Posted by Lotg on October 23, 2004
In Reply to: Re: Full circle? posted by Miri Barak on October 23, 2004
: : : : : : This is an old US phrase that often reemerges around election time. It is based on the strategy that whoever has been in power has been corrupted, and we should just throw them out and put in a new lot. Not a bad idea, generally!
: : : : : I've heard "vote the bum(s) out".
: : : : "Rascal" isn't much of an insult these days. I think that's a pretty old expression, from a time when being called a "rascal" must've been pretty bad.
: : : Right. It's late 19th C., early 20th.
: : I'm not so sure about it not being much of an insult. Although, in the case of 'rascal' it does sound almost endearing now.
: : But profanities are now uttered by many as just a normal part of daily conversation. Such that they no longer have the impact they might once have had. So we've almost reached a point where it's sometimes difficult to think of words strong enough and foul enough to describe things we find utterly reprehensible, distasteful or hateful.
: : I actually find that sometimes when trying to describe something that requires my utter disdain, that it can be more effective to employ 'old fashioned, hardly used nowadays' type words, particularly when dealing with teenagers. I find they're so blown away by words to which they're unaccustomed, that I can get more of a response or reaction out of them by using these 'old words', than if I use the current so-called profanities.
: Interesting approach, but do they understand you?
: In my country words are very powerful (they propeled a murder of a Prime Minister).Bad words have power, words such as: traitor. I think some of them derived from the bible and religion.

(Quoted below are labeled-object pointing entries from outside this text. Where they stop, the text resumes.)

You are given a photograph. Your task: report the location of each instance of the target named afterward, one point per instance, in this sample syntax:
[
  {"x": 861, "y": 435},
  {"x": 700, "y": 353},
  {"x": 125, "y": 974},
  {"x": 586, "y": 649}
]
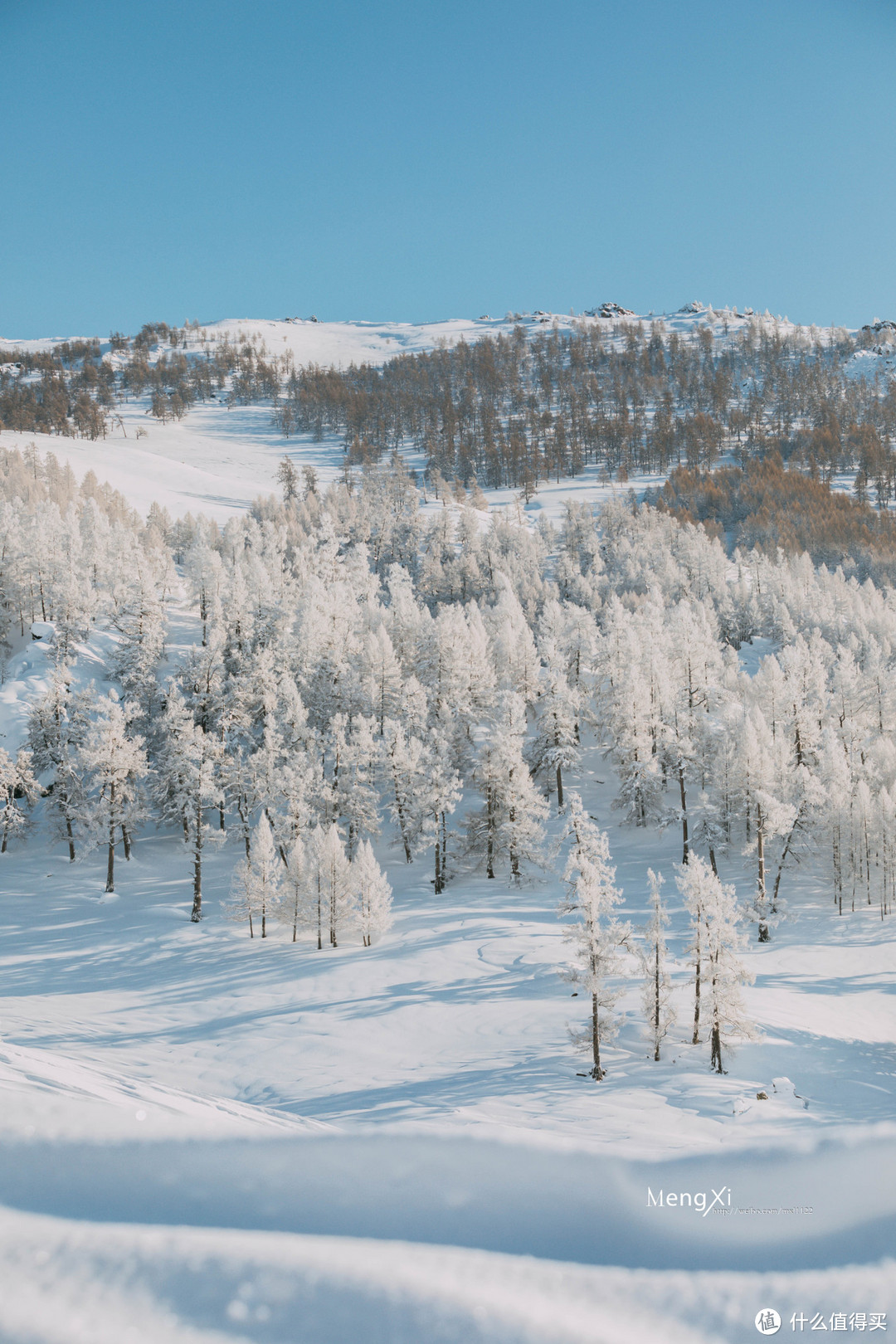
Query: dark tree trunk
[
  {"x": 694, "y": 1040},
  {"x": 110, "y": 866},
  {"x": 685, "y": 849},
  {"x": 597, "y": 1073},
  {"x": 197, "y": 913}
]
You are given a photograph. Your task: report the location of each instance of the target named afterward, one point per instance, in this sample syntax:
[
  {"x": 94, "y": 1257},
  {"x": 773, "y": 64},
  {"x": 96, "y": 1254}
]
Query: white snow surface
[
  {"x": 206, "y": 1137},
  {"x": 218, "y": 460}
]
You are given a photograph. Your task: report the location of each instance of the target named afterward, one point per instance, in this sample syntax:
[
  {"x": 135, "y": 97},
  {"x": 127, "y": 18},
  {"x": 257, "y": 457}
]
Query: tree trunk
[
  {"x": 489, "y": 858},
  {"x": 685, "y": 849},
  {"x": 197, "y": 913},
  {"x": 715, "y": 1058},
  {"x": 438, "y": 863},
  {"x": 597, "y": 1073},
  {"x": 655, "y": 1001},
  {"x": 761, "y": 875},
  {"x": 694, "y": 1040},
  {"x": 110, "y": 866}
]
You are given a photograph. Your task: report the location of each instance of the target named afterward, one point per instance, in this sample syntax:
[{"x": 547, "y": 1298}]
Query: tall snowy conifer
[
  {"x": 373, "y": 894},
  {"x": 113, "y": 763},
  {"x": 657, "y": 983},
  {"x": 597, "y": 934}
]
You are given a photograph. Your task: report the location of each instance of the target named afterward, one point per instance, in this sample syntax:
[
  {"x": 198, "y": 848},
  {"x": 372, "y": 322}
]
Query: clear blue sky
[{"x": 423, "y": 158}]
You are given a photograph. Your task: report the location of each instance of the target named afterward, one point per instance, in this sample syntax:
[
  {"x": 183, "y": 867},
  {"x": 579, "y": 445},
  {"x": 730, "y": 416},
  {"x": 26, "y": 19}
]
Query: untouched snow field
[{"x": 206, "y": 1137}]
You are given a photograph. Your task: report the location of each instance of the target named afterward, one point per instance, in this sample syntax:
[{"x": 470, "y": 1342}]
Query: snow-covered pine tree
[
  {"x": 373, "y": 893},
  {"x": 597, "y": 934},
  {"x": 295, "y": 890},
  {"x": 441, "y": 795},
  {"x": 509, "y": 825},
  {"x": 17, "y": 785},
  {"x": 724, "y": 971},
  {"x": 56, "y": 728},
  {"x": 113, "y": 763},
  {"x": 718, "y": 938},
  {"x": 257, "y": 879},
  {"x": 657, "y": 983},
  {"x": 331, "y": 882},
  {"x": 555, "y": 746},
  {"x": 188, "y": 782}
]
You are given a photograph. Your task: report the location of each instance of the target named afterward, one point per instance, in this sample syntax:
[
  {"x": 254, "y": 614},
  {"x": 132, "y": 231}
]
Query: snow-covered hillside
[
  {"x": 218, "y": 459},
  {"x": 208, "y": 1136}
]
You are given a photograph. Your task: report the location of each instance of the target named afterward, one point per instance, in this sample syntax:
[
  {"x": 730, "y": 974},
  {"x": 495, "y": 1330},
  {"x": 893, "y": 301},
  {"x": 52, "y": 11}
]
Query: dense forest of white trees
[{"x": 368, "y": 672}]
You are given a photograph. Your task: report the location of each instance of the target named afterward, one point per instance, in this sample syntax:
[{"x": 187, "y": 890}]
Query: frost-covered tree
[
  {"x": 113, "y": 765},
  {"x": 296, "y": 901},
  {"x": 17, "y": 785},
  {"x": 657, "y": 983},
  {"x": 56, "y": 728},
  {"x": 597, "y": 934},
  {"x": 188, "y": 782},
  {"x": 509, "y": 825},
  {"x": 373, "y": 894},
  {"x": 331, "y": 884},
  {"x": 718, "y": 938},
  {"x": 555, "y": 745},
  {"x": 257, "y": 879}
]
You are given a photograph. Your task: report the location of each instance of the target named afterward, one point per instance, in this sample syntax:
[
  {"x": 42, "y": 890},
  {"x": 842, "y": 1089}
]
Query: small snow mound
[{"x": 609, "y": 311}]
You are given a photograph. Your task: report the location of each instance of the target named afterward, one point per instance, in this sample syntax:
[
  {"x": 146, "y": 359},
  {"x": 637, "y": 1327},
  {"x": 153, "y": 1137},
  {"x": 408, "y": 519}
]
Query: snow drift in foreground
[{"x": 88, "y": 1283}]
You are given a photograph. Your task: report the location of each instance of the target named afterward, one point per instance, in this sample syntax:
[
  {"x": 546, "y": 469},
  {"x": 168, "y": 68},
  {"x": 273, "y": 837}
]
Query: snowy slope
[
  {"x": 215, "y": 460},
  {"x": 204, "y": 1137}
]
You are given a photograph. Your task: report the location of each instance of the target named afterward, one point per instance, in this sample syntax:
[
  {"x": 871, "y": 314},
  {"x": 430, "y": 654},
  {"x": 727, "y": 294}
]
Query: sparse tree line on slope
[
  {"x": 360, "y": 667},
  {"x": 507, "y": 410}
]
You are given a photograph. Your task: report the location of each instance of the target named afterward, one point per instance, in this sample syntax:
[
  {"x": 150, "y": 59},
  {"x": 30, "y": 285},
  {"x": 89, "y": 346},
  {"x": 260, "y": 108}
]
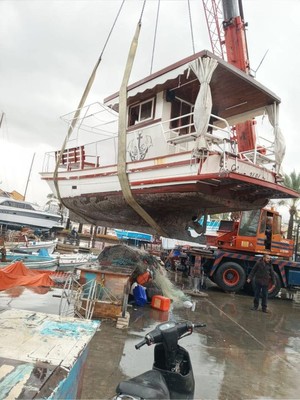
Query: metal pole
[
  {"x": 28, "y": 179},
  {"x": 296, "y": 241}
]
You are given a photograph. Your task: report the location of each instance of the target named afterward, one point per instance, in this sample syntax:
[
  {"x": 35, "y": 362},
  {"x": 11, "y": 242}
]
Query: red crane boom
[{"x": 229, "y": 38}]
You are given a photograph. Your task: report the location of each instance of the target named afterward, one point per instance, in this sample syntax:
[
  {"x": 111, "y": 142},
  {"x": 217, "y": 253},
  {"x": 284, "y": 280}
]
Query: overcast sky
[{"x": 49, "y": 48}]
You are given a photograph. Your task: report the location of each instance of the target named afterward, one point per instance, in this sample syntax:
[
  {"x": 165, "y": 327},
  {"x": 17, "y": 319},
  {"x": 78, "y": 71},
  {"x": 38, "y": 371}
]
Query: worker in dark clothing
[
  {"x": 268, "y": 232},
  {"x": 263, "y": 272}
]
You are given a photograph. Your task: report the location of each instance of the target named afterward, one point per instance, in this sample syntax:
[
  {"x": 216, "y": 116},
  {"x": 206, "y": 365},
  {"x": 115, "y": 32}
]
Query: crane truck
[{"x": 238, "y": 244}]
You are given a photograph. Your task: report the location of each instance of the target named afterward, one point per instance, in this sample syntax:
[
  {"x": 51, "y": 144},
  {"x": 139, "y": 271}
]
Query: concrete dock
[{"x": 240, "y": 354}]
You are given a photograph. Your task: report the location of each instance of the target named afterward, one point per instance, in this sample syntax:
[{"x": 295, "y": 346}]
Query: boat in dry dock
[
  {"x": 42, "y": 355},
  {"x": 17, "y": 213},
  {"x": 175, "y": 146}
]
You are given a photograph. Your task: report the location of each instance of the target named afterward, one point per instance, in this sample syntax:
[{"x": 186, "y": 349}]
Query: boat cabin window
[
  {"x": 182, "y": 116},
  {"x": 141, "y": 112},
  {"x": 10, "y": 203},
  {"x": 249, "y": 223}
]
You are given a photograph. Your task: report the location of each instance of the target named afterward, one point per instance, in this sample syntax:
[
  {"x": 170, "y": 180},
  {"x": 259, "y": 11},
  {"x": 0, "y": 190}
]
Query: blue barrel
[{"x": 140, "y": 296}]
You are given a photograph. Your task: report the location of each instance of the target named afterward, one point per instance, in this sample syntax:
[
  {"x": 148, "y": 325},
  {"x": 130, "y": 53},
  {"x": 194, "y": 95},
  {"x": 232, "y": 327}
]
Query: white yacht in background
[{"x": 16, "y": 213}]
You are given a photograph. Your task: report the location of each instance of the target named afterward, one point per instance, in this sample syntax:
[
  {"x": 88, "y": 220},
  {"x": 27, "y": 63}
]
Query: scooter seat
[{"x": 149, "y": 385}]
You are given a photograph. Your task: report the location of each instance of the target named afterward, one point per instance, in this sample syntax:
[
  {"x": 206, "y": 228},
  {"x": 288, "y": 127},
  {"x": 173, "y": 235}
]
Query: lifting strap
[
  {"x": 122, "y": 175},
  {"x": 75, "y": 119}
]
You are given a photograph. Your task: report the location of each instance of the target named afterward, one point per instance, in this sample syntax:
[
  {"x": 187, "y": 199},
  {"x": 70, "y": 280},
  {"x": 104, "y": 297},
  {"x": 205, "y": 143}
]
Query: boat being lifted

Yes they usually understand me (although not always). I find that simply the impact of me using words they don't usually use seems to have an effect. But please don't think this is a miracle. It usually just makes them stop briefly to think about it, doesn't mean they suddenly change their ways.

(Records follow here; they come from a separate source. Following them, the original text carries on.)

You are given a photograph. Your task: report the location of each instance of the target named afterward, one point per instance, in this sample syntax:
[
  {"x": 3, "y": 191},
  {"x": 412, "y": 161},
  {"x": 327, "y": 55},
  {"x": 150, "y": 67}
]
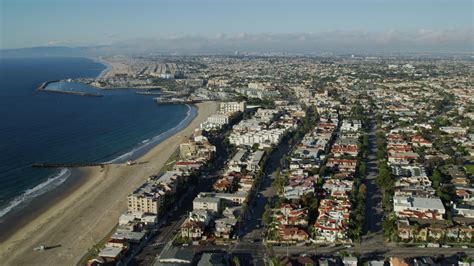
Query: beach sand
[
  {"x": 114, "y": 67},
  {"x": 83, "y": 217}
]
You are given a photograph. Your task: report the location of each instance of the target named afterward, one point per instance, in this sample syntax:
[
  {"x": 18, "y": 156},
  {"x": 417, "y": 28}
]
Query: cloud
[
  {"x": 422, "y": 40},
  {"x": 54, "y": 43}
]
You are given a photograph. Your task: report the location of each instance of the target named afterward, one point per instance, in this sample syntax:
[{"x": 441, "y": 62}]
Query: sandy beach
[{"x": 86, "y": 215}]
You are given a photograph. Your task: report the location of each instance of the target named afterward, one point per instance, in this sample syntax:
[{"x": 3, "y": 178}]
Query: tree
[
  {"x": 267, "y": 219},
  {"x": 436, "y": 178},
  {"x": 235, "y": 261},
  {"x": 362, "y": 190}
]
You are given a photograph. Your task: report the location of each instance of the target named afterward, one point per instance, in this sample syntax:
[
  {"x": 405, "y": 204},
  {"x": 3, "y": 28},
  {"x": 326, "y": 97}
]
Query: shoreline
[
  {"x": 83, "y": 215},
  {"x": 20, "y": 213}
]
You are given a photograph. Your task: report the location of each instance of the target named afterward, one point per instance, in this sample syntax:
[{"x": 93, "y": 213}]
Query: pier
[{"x": 65, "y": 165}]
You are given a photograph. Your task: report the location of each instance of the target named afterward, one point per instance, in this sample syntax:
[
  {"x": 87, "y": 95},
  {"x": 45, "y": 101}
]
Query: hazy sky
[{"x": 26, "y": 23}]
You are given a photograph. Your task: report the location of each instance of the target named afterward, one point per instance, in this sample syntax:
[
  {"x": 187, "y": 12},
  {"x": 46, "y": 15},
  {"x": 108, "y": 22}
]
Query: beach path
[{"x": 76, "y": 222}]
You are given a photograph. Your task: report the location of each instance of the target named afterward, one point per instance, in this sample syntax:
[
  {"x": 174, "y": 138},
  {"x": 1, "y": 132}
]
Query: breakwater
[
  {"x": 65, "y": 165},
  {"x": 44, "y": 87}
]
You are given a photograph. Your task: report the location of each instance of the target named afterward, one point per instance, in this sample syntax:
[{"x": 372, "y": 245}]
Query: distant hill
[{"x": 43, "y": 51}]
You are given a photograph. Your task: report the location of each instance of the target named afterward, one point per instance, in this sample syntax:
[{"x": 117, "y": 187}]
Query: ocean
[{"x": 44, "y": 127}]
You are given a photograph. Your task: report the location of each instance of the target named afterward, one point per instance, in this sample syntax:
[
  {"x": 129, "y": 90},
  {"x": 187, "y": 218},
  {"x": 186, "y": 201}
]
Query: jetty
[
  {"x": 65, "y": 165},
  {"x": 176, "y": 101},
  {"x": 43, "y": 87},
  {"x": 45, "y": 84},
  {"x": 80, "y": 93}
]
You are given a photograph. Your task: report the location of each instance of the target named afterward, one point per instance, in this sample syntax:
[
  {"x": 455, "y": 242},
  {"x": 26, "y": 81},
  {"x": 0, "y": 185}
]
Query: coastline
[{"x": 83, "y": 216}]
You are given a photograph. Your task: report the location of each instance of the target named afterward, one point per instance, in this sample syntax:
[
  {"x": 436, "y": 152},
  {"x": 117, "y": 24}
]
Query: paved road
[
  {"x": 176, "y": 216},
  {"x": 372, "y": 231},
  {"x": 250, "y": 248},
  {"x": 373, "y": 250}
]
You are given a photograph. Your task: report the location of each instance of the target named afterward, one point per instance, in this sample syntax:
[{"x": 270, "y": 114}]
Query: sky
[{"x": 393, "y": 23}]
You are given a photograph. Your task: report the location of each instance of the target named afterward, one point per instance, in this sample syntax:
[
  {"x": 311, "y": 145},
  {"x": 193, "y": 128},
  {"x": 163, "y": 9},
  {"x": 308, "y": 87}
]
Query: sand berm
[{"x": 83, "y": 217}]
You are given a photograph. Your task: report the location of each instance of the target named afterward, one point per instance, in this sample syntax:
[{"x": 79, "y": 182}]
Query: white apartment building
[{"x": 231, "y": 107}]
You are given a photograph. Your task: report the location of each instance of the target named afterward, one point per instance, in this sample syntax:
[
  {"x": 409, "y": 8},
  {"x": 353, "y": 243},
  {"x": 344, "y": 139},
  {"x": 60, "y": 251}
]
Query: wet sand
[{"x": 86, "y": 214}]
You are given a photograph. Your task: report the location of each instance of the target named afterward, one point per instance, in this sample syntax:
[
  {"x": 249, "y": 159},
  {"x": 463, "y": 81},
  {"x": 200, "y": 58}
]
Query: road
[
  {"x": 176, "y": 216},
  {"x": 250, "y": 248},
  {"x": 372, "y": 231}
]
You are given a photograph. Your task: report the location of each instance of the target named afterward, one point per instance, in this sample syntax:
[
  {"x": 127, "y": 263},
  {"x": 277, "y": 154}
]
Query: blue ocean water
[{"x": 60, "y": 128}]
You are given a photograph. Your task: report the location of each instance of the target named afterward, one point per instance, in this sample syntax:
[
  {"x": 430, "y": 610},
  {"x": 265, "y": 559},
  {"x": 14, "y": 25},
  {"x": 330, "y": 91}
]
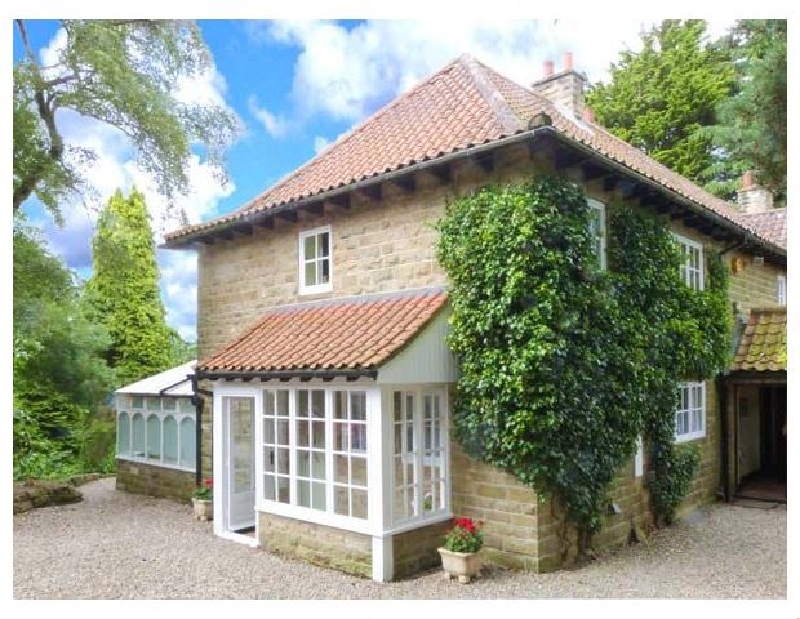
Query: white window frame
[
  {"x": 124, "y": 404},
  {"x": 596, "y": 205},
  {"x": 690, "y": 244},
  {"x": 693, "y": 406},
  {"x": 301, "y": 266}
]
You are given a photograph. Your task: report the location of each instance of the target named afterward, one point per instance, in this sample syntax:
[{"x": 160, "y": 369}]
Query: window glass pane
[
  {"x": 318, "y": 404},
  {"x": 170, "y": 440},
  {"x": 138, "y": 435},
  {"x": 309, "y": 247},
  {"x": 340, "y": 469},
  {"x": 188, "y": 440},
  {"x": 324, "y": 243},
  {"x": 358, "y": 405},
  {"x": 359, "y": 499},
  {"x": 283, "y": 402},
  {"x": 123, "y": 434},
  {"x": 153, "y": 437},
  {"x": 311, "y": 274},
  {"x": 358, "y": 471}
]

As for the power of words in your country - I hadn't thought about it before, but in my very limited experience in middle eastern countries, and my greater experience with friends in this country who were originally from middle eastern countries, I noticed the same thing. They don't seem to 'swear' in a way that I would call swearing - they seem to use 'old' words to convey their very strong feelings. I'd even go so far as to say that to my mind, there is more poetry in the way my friends from Egypt, Syria, Lebanon, Israel and Turkey speak. I wonder why it is, that we have predominantly lost that? It's as though our language has gone the way of McDonalds. Cheap, fast, and lacking in culture.